Srinivas makes the case that Perplexity offers more robust search filtering and discovery options than most, for example letting users limit searches to academic papers or browse trending search topics submitted by other users on the platform. I’m not convinced that they’re so differentiated that they couldn’t be replicated — or haven’t already been replicated for that matter. But Perplexity has ambitions beyond search. It’s beginning to serve its own GenAI models, which leverage Perplexity’s search index and the public web for ostensibly improved performance, through an API available to Pro customers.
This reporter is skeptical about the longevity of GenAI search tools for a number of reasons, not least of which AI models are costly to run.

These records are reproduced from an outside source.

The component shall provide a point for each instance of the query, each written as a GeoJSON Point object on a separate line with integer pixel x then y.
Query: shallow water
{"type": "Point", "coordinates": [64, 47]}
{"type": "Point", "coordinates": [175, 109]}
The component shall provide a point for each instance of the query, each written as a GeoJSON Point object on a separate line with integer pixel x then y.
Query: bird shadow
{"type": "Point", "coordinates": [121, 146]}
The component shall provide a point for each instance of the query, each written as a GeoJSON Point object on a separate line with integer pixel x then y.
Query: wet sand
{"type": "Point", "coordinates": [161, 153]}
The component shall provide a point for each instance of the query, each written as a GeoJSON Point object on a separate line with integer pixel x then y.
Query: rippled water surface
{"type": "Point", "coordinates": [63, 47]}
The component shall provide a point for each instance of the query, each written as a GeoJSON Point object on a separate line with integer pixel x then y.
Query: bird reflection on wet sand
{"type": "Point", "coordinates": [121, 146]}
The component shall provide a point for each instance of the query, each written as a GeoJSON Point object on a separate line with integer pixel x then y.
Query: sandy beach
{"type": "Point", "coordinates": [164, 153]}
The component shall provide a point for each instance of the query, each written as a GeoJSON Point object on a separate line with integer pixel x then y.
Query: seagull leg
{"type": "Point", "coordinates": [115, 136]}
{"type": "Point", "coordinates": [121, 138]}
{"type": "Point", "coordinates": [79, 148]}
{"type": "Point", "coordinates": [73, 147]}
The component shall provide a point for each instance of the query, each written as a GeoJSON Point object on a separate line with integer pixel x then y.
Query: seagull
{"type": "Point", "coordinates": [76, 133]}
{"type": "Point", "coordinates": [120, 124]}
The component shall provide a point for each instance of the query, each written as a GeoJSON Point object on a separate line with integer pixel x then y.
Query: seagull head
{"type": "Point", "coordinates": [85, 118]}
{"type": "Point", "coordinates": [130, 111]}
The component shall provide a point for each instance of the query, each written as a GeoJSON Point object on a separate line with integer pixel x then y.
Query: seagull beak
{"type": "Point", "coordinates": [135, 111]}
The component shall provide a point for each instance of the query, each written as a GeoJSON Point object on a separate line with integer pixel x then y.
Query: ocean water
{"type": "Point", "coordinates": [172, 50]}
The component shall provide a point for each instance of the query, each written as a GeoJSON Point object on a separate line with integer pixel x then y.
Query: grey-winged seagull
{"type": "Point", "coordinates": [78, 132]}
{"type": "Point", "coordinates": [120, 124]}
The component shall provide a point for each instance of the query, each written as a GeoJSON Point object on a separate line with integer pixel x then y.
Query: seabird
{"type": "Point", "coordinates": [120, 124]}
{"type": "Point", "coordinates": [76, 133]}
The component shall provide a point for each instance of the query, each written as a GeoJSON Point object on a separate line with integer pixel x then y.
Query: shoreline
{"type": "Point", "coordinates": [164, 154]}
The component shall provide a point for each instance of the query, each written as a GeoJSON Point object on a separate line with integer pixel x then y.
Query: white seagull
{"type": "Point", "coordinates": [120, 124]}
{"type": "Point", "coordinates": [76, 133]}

At one point, OpenAI was spending approximately $700,000 per day to keep up with the demand for ChatGPT. Microsoft is reportedly losing an average of $20 per user per month on its AI code generator, meanwhile.
Sources familiar with the matter tell TechCrunch Perplexity’s annual recurring revenue is between $5 million and $10 million at the moment. That seems fairly healthy… until you factor in the millions of dollars it often costs to train GenAI models like Perplexity’s own.
Concerns around misuse and misinformation inevitably crop up around GenAI search tools like Perplexity, as well — as they well should. AI isn’t the best summarizer after all, sometimes missing key details, misconstruing and exaggerating language or otherwise inventing facts very authoritatively. And it’s prone to spewing bias and toxicity — as Perplexity’s own models recently demonstrated.
Yet another potential speed bump on Perplexity’s road to success is copyright. GenAI models “learn” from examples to craft essays, code, emails, articles and more, and many vendors — including Perplexity, presumably — scrape the web for millions to billions of these examples to add to their training datasets. Vendors argue fair use doctrine provides a blanket protection for their web-scraping practices, but artists, authors and other copyright holders disagree — and have filed lawsuits seeking compensation.
As a tangentially related aside, while an increasing number of GenAI vendors offer policies protecting customers from IP claims against them, Perplexity does not. According to the company’s terms of service, customers agree to “hold harmless” Perplexity from claims, damages and liabilities arising from the use of its services — meaning Perplexity’s off the hook where it concerns legal fees.
Some plaintiffs, like The New York Times, have argued GenAI search experiences siphon off publishers’ content, readers and ad revenue through anticompetitive means. “Anticompetitive” or no, the tech is certainly impacting traffic. A model from The Atlantic found that if a search engine like Google were to integrate AI into search, it’d answer a user’s query 75% of the time without requiring a click-through to its website. (Some vendors, such as OpenAI, have inked deals with certain news publishers, but most — including Perplexity — haven’t.)
Srinivas pitches this as a feature — not a bug.
“[With Perplexity, there’s] no need to click on different links, compare answers or endlessly dig for information,” he said. “The era of sifting through SEO spam, sponsored links and multiple sources will be replaced by a more efficient model of knowledge acquisition and sharing, propelling society into a new era of accelerated learning and research.”
The many uncertainties around Perplexity’s business model — and GenAI and consumer search at large — don’t appear to be deterring its investors. To date, the startup, which claims to have 10 million active monthly users, has raised over $100 million — much is which is being put toward expanding its 39-person team and building new product functionality, Srinivas says.
“Perplexity is intensely building a product capable of bringing the power of AI to billions,” Cack Wilhelm, a general partner at IVP, added via email. “Aravind possesses the unique ability to uphold a grand, long-term vision while shipping product relentlessly, requirements to tackle a problem as important and fundamental as search.”